I did edit the fstab
but forgot to include it in the OP:
# /dev/sda2
UUID=2d8fc74f-870e-42aa-bcc9-6a4cf3a1f01d / btrfs rw,noatime,compress=zstd:3,space_cache=v2,subvolid=256,subvol=/@ 0 0
# /dev/sda2
UUID=2d8fc74f-870e-42aa-bcc9-6a4cf3a1f01d /home btrfs rw,noatime,compress=zstd:3,space_cache=v2,subvolid=257,subvol=/@home 0 0
# /dev/sda2
UUID=2d8fc74f-870e-42aa-bcc9-6a4cf3a1f01d /.snapshots btrfs rw,noatime,compress=zstd:3,space_cache=v2,subvolid=460,subvol=/@snapshots 0 0
# /dev/sda2
UUID=2d8fc74f-870e-42aa-bcc9-6a4cf3a1f01d /var btrfs rw,noatime,compress=zstd:3,space_cache=v2,subvolid=1175,subvol=/@var 0 0
# /dev/sda2
UUID=2d8fc74f-870e-42aa-bcc9-6a4cf3a1f01d /swap btrfs rw,noatime,compress=zstd:3,space_cache=v2,subvolid=1176,subvol=/@swap 0 0
# /dev/sda1
UUID=A150-9649 /boot vfat rw,relatime,fmask=0022,dmask=0022,codepage=437,iocharset=ascii,shortname=mixed,utf8,errors=remount-ro 0 2
# [SWAP]
/swap/swapfile none swap defaults 0 0
Regarding workaround systemd units: the .service
unit is only meant to be executed when started by its .path
companion, which is the one actually enabled and active in the background.
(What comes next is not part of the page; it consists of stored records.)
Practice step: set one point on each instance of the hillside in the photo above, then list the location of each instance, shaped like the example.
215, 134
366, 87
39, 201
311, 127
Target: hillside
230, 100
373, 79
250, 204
The only theory I have is that somehow multiple refind-btrfs
instances or multiple threads of its directory watching mode of operation run concurrently and Python's Shelve module is not thread-safe. Perhaps multiple snapshot addition and/or deletion events happen (almost) at the same time?
I could try and add locks around Shelve method calls or find a thread-safe alternative. Anyhow, I don't have a quick fix for this problem and I'll leave this issue open. Thanks for the detailed information.
@Venom1991 Chiming in. From poking around, I saw the watchdog's events are executed multithreaded. Which makes me think that snapshot addition/deletion is also happening async.
I did some hack workarounds by slapping a Lock around the main calls in these locations:
https://github.com/Venom1991/refind-btrfs/blob/master/src/refind_btrfs/service/snapshot_event_handler.py#L92
https://github.com/Venom1991/refind-btrfs/blob/master/src/refind_btrfs/service/snapshot_event_handler.py#L110
I gave these "hack" fixes to Kartofell and it seems to have fixed the issue for him.
Been 4 days of running nonstop without any issues. I be happy to shoot a PR if you think this is a fair way to fix this issue.
Sure, open a PR and I'll have a look at it. If it works, it works I suppose. The root cause might have something with this PEP. Perhaps the Watchdog maintainers chose to "turn off" the GIL for their library? I can't be sure but my code (the event handler which you've linked) didn't change in years.
@Venom1991 Sorry, I dont see any of the comments. Did you hit end review?